Judge can correctly use their discretionary power to shape the law where rules conflicts, or exists but it is fuzzy at the edges and where such rule has a penumbra of uncertainty; in such un-provided for or unregulated cases. Thus, it is the judge’s role to use his own discretion regarding when he thinks rules need to be applied, changed, improved or abolished. According to Lord Denning, “we do not sit here to pull the language of Parliament and Ministers to pieces and make nonsense of it. We sit here to find out the intention of Parliament and Ministers and carry it out, and we do this better by filling in the gaps and making sense of the enactment than by opening it up to destructive analysis.”

This above argument also applies to legislation to the point that even where a statute does dominate, the law-making power of the judiciary is not completely curtailed. The reason being that legislation needs to be interpreted and applied, and, these legislation according to Roach, may very well contain provisions that are ambiguous or vague. A court faced with such situation cannot ask Parliament for guidance or wait until a possible reform by Parliament, it has to make a decision one way or the other. With this, it is now indisputable and well accepted by judges too that as time progressed, it is universally accepted that judges do make decisions that shape the law. According to Reid, we no longer believe in fairy tales any more. So we must accept the fact that for better or worse, judges do make law and tackle the question how do they approach their task and how they should approach it.

In favour of judicial discretion in shaping the law, Hart argued that due to the language used, legislators might fail to address a particular problem or make provisions which are rather absurd and unfulfiling of the targeted task.
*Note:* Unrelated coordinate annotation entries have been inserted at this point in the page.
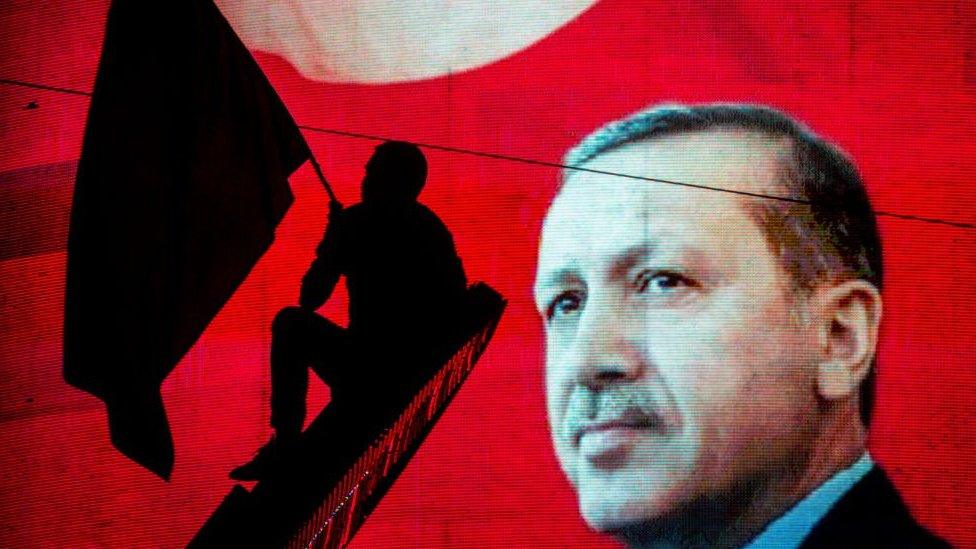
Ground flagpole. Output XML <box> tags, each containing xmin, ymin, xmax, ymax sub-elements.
<box><xmin>308</xmin><ymin>150</ymin><xmax>339</xmax><ymax>203</ymax></box>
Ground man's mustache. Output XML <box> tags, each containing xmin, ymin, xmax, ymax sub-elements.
<box><xmin>560</xmin><ymin>385</ymin><xmax>668</xmax><ymax>442</ymax></box>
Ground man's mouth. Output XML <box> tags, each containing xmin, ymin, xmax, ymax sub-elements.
<box><xmin>573</xmin><ymin>408</ymin><xmax>665</xmax><ymax>446</ymax></box>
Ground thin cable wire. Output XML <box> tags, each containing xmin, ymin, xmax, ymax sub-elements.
<box><xmin>0</xmin><ymin>78</ymin><xmax>976</xmax><ymax>230</ymax></box>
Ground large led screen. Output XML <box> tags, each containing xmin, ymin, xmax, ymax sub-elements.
<box><xmin>0</xmin><ymin>0</ymin><xmax>976</xmax><ymax>548</ymax></box>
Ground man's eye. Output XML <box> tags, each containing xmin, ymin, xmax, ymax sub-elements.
<box><xmin>638</xmin><ymin>271</ymin><xmax>694</xmax><ymax>294</ymax></box>
<box><xmin>546</xmin><ymin>292</ymin><xmax>583</xmax><ymax>320</ymax></box>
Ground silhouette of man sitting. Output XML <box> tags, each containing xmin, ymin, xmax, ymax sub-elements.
<box><xmin>230</xmin><ymin>141</ymin><xmax>466</xmax><ymax>480</ymax></box>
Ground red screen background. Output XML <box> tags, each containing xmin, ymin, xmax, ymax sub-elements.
<box><xmin>0</xmin><ymin>0</ymin><xmax>976</xmax><ymax>548</ymax></box>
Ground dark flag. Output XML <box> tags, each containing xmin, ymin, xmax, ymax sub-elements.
<box><xmin>64</xmin><ymin>0</ymin><xmax>309</xmax><ymax>479</ymax></box>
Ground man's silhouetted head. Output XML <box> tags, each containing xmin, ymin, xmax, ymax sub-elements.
<box><xmin>362</xmin><ymin>141</ymin><xmax>427</xmax><ymax>202</ymax></box>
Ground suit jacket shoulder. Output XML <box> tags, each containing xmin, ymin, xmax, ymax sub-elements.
<box><xmin>800</xmin><ymin>467</ymin><xmax>950</xmax><ymax>549</ymax></box>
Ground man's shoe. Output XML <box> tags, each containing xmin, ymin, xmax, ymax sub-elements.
<box><xmin>230</xmin><ymin>435</ymin><xmax>294</xmax><ymax>480</ymax></box>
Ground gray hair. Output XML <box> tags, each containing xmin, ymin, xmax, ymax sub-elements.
<box><xmin>563</xmin><ymin>104</ymin><xmax>882</xmax><ymax>425</ymax></box>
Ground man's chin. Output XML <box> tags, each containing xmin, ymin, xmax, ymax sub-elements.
<box><xmin>579</xmin><ymin>487</ymin><xmax>670</xmax><ymax>532</ymax></box>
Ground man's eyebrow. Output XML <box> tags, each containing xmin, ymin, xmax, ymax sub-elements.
<box><xmin>534</xmin><ymin>265</ymin><xmax>582</xmax><ymax>293</ymax></box>
<box><xmin>607</xmin><ymin>241</ymin><xmax>658</xmax><ymax>280</ymax></box>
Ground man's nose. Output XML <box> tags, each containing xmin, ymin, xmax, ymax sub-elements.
<box><xmin>574</xmin><ymin>294</ymin><xmax>644</xmax><ymax>389</ymax></box>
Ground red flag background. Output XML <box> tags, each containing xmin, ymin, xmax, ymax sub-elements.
<box><xmin>0</xmin><ymin>0</ymin><xmax>976</xmax><ymax>548</ymax></box>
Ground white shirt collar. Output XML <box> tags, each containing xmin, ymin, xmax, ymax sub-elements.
<box><xmin>743</xmin><ymin>452</ymin><xmax>874</xmax><ymax>549</ymax></box>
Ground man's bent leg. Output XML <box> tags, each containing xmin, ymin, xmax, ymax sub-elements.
<box><xmin>271</xmin><ymin>307</ymin><xmax>345</xmax><ymax>440</ymax></box>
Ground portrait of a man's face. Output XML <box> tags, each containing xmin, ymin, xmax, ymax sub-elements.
<box><xmin>535</xmin><ymin>105</ymin><xmax>916</xmax><ymax>547</ymax></box>
<box><xmin>537</xmin><ymin>132</ymin><xmax>817</xmax><ymax>529</ymax></box>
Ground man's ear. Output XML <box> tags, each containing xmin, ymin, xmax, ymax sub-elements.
<box><xmin>817</xmin><ymin>279</ymin><xmax>882</xmax><ymax>400</ymax></box>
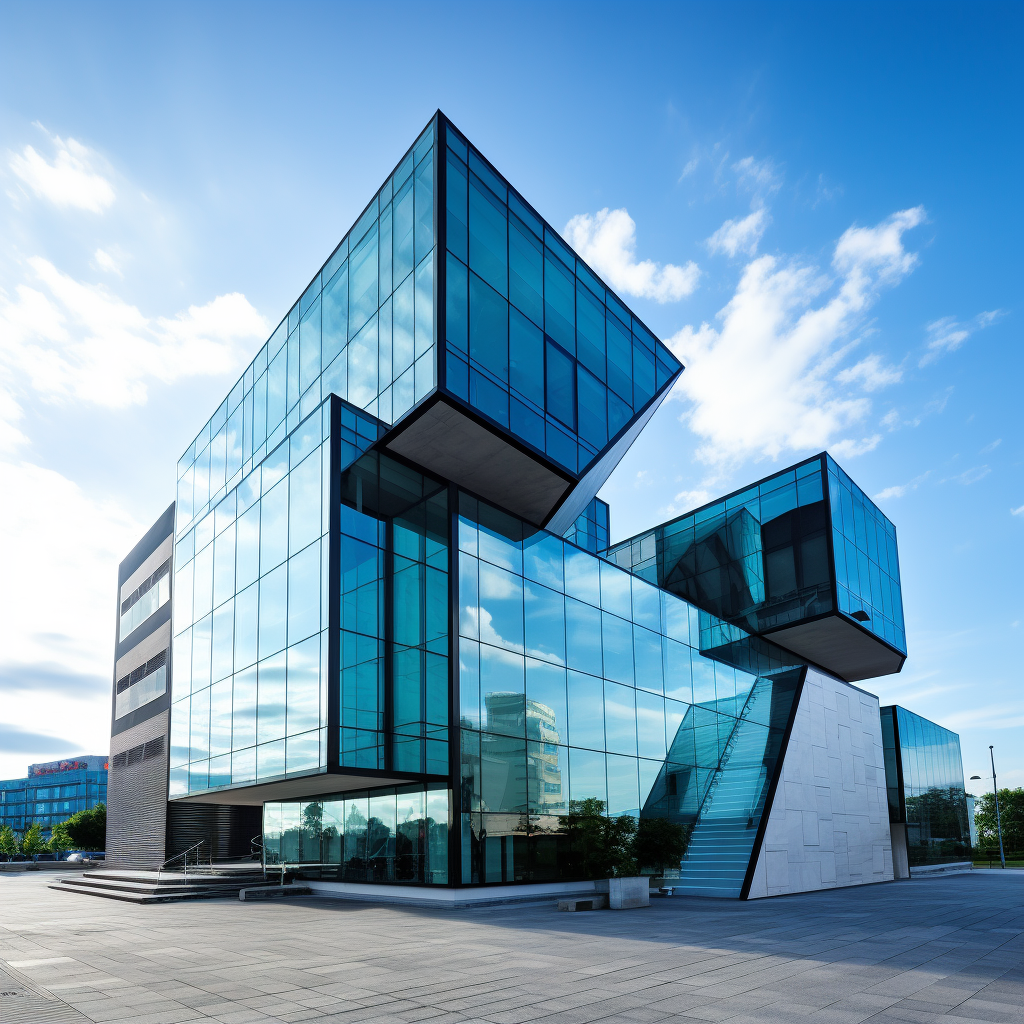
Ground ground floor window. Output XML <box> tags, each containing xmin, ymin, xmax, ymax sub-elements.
<box><xmin>263</xmin><ymin>783</ymin><xmax>450</xmax><ymax>885</ymax></box>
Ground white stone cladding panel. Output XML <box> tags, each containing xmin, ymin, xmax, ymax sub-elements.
<box><xmin>749</xmin><ymin>669</ymin><xmax>893</xmax><ymax>899</ymax></box>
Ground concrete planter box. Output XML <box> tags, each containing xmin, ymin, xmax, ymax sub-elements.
<box><xmin>608</xmin><ymin>876</ymin><xmax>650</xmax><ymax>910</ymax></box>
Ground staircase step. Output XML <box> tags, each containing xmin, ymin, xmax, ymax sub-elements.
<box><xmin>50</xmin><ymin>868</ymin><xmax>269</xmax><ymax>903</ymax></box>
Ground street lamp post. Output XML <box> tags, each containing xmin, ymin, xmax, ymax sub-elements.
<box><xmin>988</xmin><ymin>743</ymin><xmax>1007</xmax><ymax>867</ymax></box>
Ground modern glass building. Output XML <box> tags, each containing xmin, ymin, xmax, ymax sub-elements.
<box><xmin>0</xmin><ymin>755</ymin><xmax>108</xmax><ymax>840</ymax></box>
<box><xmin>105</xmin><ymin>112</ymin><xmax>950</xmax><ymax>897</ymax></box>
<box><xmin>608</xmin><ymin>453</ymin><xmax>906</xmax><ymax>682</ymax></box>
<box><xmin>881</xmin><ymin>705</ymin><xmax>972</xmax><ymax>872</ymax></box>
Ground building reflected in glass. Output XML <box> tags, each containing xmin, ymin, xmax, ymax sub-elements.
<box><xmin>881</xmin><ymin>705</ymin><xmax>972</xmax><ymax>870</ymax></box>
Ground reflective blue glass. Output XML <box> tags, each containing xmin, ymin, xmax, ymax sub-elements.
<box><xmin>881</xmin><ymin>705</ymin><xmax>972</xmax><ymax>867</ymax></box>
<box><xmin>459</xmin><ymin>495</ymin><xmax>799</xmax><ymax>895</ymax></box>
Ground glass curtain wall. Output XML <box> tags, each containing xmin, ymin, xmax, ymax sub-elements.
<box><xmin>263</xmin><ymin>783</ymin><xmax>450</xmax><ymax>885</ymax></box>
<box><xmin>459</xmin><ymin>495</ymin><xmax>795</xmax><ymax>884</ymax></box>
<box><xmin>170</xmin><ymin>402</ymin><xmax>337</xmax><ymax>797</ymax></box>
<box><xmin>608</xmin><ymin>458</ymin><xmax>833</xmax><ymax>632</ymax></box>
<box><xmin>444</xmin><ymin>125</ymin><xmax>681</xmax><ymax>474</ymax></box>
<box><xmin>565</xmin><ymin>498</ymin><xmax>610</xmax><ymax>555</ymax></box>
<box><xmin>882</xmin><ymin>706</ymin><xmax>971</xmax><ymax>867</ymax></box>
<box><xmin>176</xmin><ymin>122</ymin><xmax>436</xmax><ymax>535</ymax></box>
<box><xmin>825</xmin><ymin>456</ymin><xmax>906</xmax><ymax>653</ymax></box>
<box><xmin>340</xmin><ymin>452</ymin><xmax>450</xmax><ymax>776</ymax></box>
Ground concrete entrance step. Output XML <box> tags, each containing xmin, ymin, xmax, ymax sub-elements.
<box><xmin>49</xmin><ymin>870</ymin><xmax>272</xmax><ymax>903</ymax></box>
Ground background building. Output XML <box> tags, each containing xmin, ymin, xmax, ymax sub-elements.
<box><xmin>112</xmin><ymin>113</ymin><xmax>970</xmax><ymax>897</ymax></box>
<box><xmin>0</xmin><ymin>755</ymin><xmax>106</xmax><ymax>840</ymax></box>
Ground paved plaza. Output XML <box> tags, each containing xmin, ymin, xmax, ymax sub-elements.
<box><xmin>0</xmin><ymin>871</ymin><xmax>1024</xmax><ymax>1024</ymax></box>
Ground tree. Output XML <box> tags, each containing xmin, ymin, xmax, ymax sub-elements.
<box><xmin>974</xmin><ymin>786</ymin><xmax>1024</xmax><ymax>852</ymax></box>
<box><xmin>637</xmin><ymin>818</ymin><xmax>693</xmax><ymax>874</ymax></box>
<box><xmin>0</xmin><ymin>825</ymin><xmax>17</xmax><ymax>857</ymax></box>
<box><xmin>63</xmin><ymin>804</ymin><xmax>106</xmax><ymax>850</ymax></box>
<box><xmin>46</xmin><ymin>821</ymin><xmax>75</xmax><ymax>853</ymax></box>
<box><xmin>22</xmin><ymin>821</ymin><xmax>46</xmax><ymax>857</ymax></box>
<box><xmin>558</xmin><ymin>797</ymin><xmax>639</xmax><ymax>879</ymax></box>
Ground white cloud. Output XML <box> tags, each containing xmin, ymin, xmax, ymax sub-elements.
<box><xmin>8</xmin><ymin>125</ymin><xmax>115</xmax><ymax>213</ymax></box>
<box><xmin>918</xmin><ymin>309</ymin><xmax>1002</xmax><ymax>367</ymax></box>
<box><xmin>836</xmin><ymin>355</ymin><xmax>903</xmax><ymax>393</ymax></box>
<box><xmin>833</xmin><ymin>206</ymin><xmax>925</xmax><ymax>284</ymax></box>
<box><xmin>669</xmin><ymin>208</ymin><xmax>925</xmax><ymax>462</ymax></box>
<box><xmin>874</xmin><ymin>470</ymin><xmax>931</xmax><ymax>502</ymax></box>
<box><xmin>0</xmin><ymin>257</ymin><xmax>266</xmax><ymax>409</ymax></box>
<box><xmin>92</xmin><ymin>249</ymin><xmax>124</xmax><ymax>278</ymax></box>
<box><xmin>668</xmin><ymin>487</ymin><xmax>712</xmax><ymax>515</ymax></box>
<box><xmin>831</xmin><ymin>434</ymin><xmax>882</xmax><ymax>459</ymax></box>
<box><xmin>562</xmin><ymin>207</ymin><xmax>700</xmax><ymax>302</ymax></box>
<box><xmin>732</xmin><ymin>157</ymin><xmax>782</xmax><ymax>193</ymax></box>
<box><xmin>707</xmin><ymin>207</ymin><xmax>771</xmax><ymax>256</ymax></box>
<box><xmin>942</xmin><ymin>465</ymin><xmax>992</xmax><ymax>487</ymax></box>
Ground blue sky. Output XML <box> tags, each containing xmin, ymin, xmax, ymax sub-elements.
<box><xmin>0</xmin><ymin>2</ymin><xmax>1024</xmax><ymax>792</ymax></box>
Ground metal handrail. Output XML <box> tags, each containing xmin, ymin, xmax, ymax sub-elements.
<box><xmin>157</xmin><ymin>839</ymin><xmax>207</xmax><ymax>882</ymax></box>
<box><xmin>249</xmin><ymin>833</ymin><xmax>266</xmax><ymax>878</ymax></box>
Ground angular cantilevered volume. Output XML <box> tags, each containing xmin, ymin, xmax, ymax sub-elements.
<box><xmin>607</xmin><ymin>453</ymin><xmax>906</xmax><ymax>682</ymax></box>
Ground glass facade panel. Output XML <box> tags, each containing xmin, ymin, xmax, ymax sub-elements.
<box><xmin>881</xmin><ymin>705</ymin><xmax>972</xmax><ymax>867</ymax></box>
<box><xmin>439</xmin><ymin>125</ymin><xmax>682</xmax><ymax>477</ymax></box>
<box><xmin>608</xmin><ymin>455</ymin><xmax>906</xmax><ymax>659</ymax></box>
<box><xmin>825</xmin><ymin>456</ymin><xmax>906</xmax><ymax>652</ymax></box>
<box><xmin>263</xmin><ymin>783</ymin><xmax>451</xmax><ymax>886</ymax></box>
<box><xmin>168</xmin><ymin>395</ymin><xmax>381</xmax><ymax>797</ymax></box>
<box><xmin>459</xmin><ymin>494</ymin><xmax>799</xmax><ymax>893</ymax></box>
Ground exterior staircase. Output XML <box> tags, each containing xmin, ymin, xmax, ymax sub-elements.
<box><xmin>672</xmin><ymin>679</ymin><xmax>772</xmax><ymax>899</ymax></box>
<box><xmin>49</xmin><ymin>862</ymin><xmax>280</xmax><ymax>904</ymax></box>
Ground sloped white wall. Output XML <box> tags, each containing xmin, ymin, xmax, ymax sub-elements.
<box><xmin>749</xmin><ymin>669</ymin><xmax>893</xmax><ymax>899</ymax></box>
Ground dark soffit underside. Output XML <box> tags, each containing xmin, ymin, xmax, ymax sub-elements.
<box><xmin>763</xmin><ymin>614</ymin><xmax>906</xmax><ymax>683</ymax></box>
<box><xmin>386</xmin><ymin>400</ymin><xmax>571</xmax><ymax>526</ymax></box>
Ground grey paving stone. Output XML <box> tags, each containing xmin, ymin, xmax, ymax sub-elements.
<box><xmin>0</xmin><ymin>872</ymin><xmax>1024</xmax><ymax>1024</ymax></box>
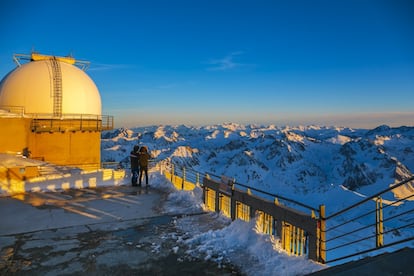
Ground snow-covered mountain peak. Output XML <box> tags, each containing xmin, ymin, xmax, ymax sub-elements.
<box><xmin>102</xmin><ymin>123</ymin><xmax>414</xmax><ymax>209</ymax></box>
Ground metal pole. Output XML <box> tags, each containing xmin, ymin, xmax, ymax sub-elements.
<box><xmin>375</xmin><ymin>197</ymin><xmax>384</xmax><ymax>248</ymax></box>
<box><xmin>181</xmin><ymin>167</ymin><xmax>185</xmax><ymax>190</ymax></box>
<box><xmin>319</xmin><ymin>205</ymin><xmax>326</xmax><ymax>264</ymax></box>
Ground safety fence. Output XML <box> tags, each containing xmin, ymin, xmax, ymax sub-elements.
<box><xmin>31</xmin><ymin>114</ymin><xmax>114</xmax><ymax>132</ymax></box>
<box><xmin>162</xmin><ymin>164</ymin><xmax>320</xmax><ymax>261</ymax></box>
<box><xmin>320</xmin><ymin>177</ymin><xmax>414</xmax><ymax>263</ymax></box>
<box><xmin>161</xmin><ymin>162</ymin><xmax>414</xmax><ymax>263</ymax></box>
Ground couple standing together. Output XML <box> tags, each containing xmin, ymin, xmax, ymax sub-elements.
<box><xmin>129</xmin><ymin>145</ymin><xmax>150</xmax><ymax>186</ymax></box>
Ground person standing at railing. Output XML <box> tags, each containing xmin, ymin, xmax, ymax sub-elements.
<box><xmin>129</xmin><ymin>145</ymin><xmax>141</xmax><ymax>186</ymax></box>
<box><xmin>138</xmin><ymin>146</ymin><xmax>151</xmax><ymax>186</ymax></box>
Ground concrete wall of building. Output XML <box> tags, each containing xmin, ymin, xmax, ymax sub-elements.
<box><xmin>0</xmin><ymin>118</ymin><xmax>101</xmax><ymax>169</ymax></box>
<box><xmin>0</xmin><ymin>117</ymin><xmax>31</xmax><ymax>153</ymax></box>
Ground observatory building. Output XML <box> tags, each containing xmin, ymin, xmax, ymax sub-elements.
<box><xmin>0</xmin><ymin>50</ymin><xmax>113</xmax><ymax>169</ymax></box>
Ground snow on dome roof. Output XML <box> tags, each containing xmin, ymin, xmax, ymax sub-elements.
<box><xmin>0</xmin><ymin>54</ymin><xmax>101</xmax><ymax>116</ymax></box>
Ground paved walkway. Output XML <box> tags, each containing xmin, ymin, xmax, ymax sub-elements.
<box><xmin>0</xmin><ymin>186</ymin><xmax>238</xmax><ymax>275</ymax></box>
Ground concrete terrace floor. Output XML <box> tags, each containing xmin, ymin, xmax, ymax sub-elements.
<box><xmin>0</xmin><ymin>186</ymin><xmax>240</xmax><ymax>275</ymax></box>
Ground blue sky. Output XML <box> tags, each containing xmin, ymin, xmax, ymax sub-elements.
<box><xmin>0</xmin><ymin>0</ymin><xmax>414</xmax><ymax>128</ymax></box>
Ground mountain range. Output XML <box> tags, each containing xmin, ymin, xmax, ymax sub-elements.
<box><xmin>101</xmin><ymin>123</ymin><xmax>414</xmax><ymax>212</ymax></box>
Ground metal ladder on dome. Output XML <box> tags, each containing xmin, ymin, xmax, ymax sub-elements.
<box><xmin>50</xmin><ymin>57</ymin><xmax>62</xmax><ymax>117</ymax></box>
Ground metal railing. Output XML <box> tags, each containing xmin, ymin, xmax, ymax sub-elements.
<box><xmin>158</xmin><ymin>162</ymin><xmax>414</xmax><ymax>263</ymax></box>
<box><xmin>162</xmin><ymin>163</ymin><xmax>320</xmax><ymax>261</ymax></box>
<box><xmin>0</xmin><ymin>105</ymin><xmax>24</xmax><ymax>117</ymax></box>
<box><xmin>31</xmin><ymin>114</ymin><xmax>114</xmax><ymax>132</ymax></box>
<box><xmin>320</xmin><ymin>177</ymin><xmax>414</xmax><ymax>263</ymax></box>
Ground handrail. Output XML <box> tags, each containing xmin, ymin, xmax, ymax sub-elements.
<box><xmin>325</xmin><ymin>176</ymin><xmax>414</xmax><ymax>220</ymax></box>
<box><xmin>157</xmin><ymin>162</ymin><xmax>414</xmax><ymax>263</ymax></box>
<box><xmin>321</xmin><ymin>176</ymin><xmax>414</xmax><ymax>263</ymax></box>
<box><xmin>170</xmin><ymin>164</ymin><xmax>319</xmax><ymax>213</ymax></box>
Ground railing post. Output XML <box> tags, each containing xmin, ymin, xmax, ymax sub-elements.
<box><xmin>181</xmin><ymin>167</ymin><xmax>185</xmax><ymax>190</ymax></box>
<box><xmin>318</xmin><ymin>205</ymin><xmax>326</xmax><ymax>264</ymax></box>
<box><xmin>375</xmin><ymin>197</ymin><xmax>384</xmax><ymax>248</ymax></box>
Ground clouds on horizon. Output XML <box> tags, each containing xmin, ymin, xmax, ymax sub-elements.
<box><xmin>207</xmin><ymin>51</ymin><xmax>245</xmax><ymax>71</ymax></box>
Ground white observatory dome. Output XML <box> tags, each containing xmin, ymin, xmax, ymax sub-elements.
<box><xmin>0</xmin><ymin>55</ymin><xmax>101</xmax><ymax>116</ymax></box>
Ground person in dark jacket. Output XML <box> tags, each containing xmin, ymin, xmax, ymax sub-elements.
<box><xmin>129</xmin><ymin>145</ymin><xmax>141</xmax><ymax>186</ymax></box>
<box><xmin>138</xmin><ymin>146</ymin><xmax>151</xmax><ymax>186</ymax></box>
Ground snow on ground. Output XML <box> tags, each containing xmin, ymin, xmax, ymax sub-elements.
<box><xmin>151</xmin><ymin>173</ymin><xmax>324</xmax><ymax>275</ymax></box>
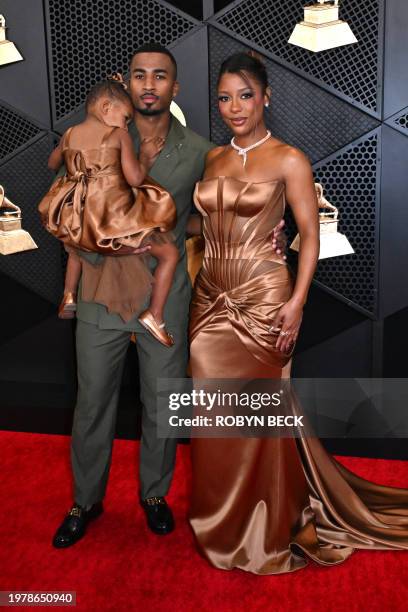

Therefore, that it is essential that judges use a purposive approach to attempt to unravel the hidden context of words to reach a just outcome. For example, hard cases such as Riggs v Palmer and Henningsen v Bloomfield Motors are clear examples of ruling where the pursuit of formalistic goals would have harmed the purpose of clear and unambiguous statute. Similarly, another remarkable instance in which judges are prepared to shape and indeed shaped the law is in decision in Hall v Simons where the court refused to follow the earlier case of Rondel v Worsely which had given barristers immunity against claims for negligence in their presentation of cases. Thus, judges use constructive legislature to rule in favour of society. However, there are a set of laid down guide on the extent to which judges can actually assume the primary duties of Parliament to shape the law. These are contained in the five prepositions formulated by Lord Lowry in the case of C(cMinor) v DPP that:

1. If the solution is doubtful, judges should beware of imposing their own remedy
2. Caution should prevail if Parliament has has rejected opportunities of clearing up a known difficulty or has legislated, while leaving the difficulty untouched.
3. Disputed matters of social policy are less suitable areas for judicial intervention than purely legal problems.
4. Fundamental legal doctrines should not be lightly set aside.
5. Judges should not make a change unless they can achieve finality and certainty.

The above listed prepositions confirms the principle of parliamentary sovereignty. Nevertheless, in practice judges have been reluctant in following the above prepositions but instead, assumes and exercises their law-making function which has led a commentator referring to such stance as “growing appetite of some judges for changing the law laws themselves, rather than waiting for Parliament to do it.” This could be illustrated with the case of R v R (marital rape).

In conclusion, the power of a judge to shape the law is subject to many constraints and as such limited, and one of such constraints is that his “powers are exercised only to dispose of particular instant cases -he cannot use these to introduce new codes.”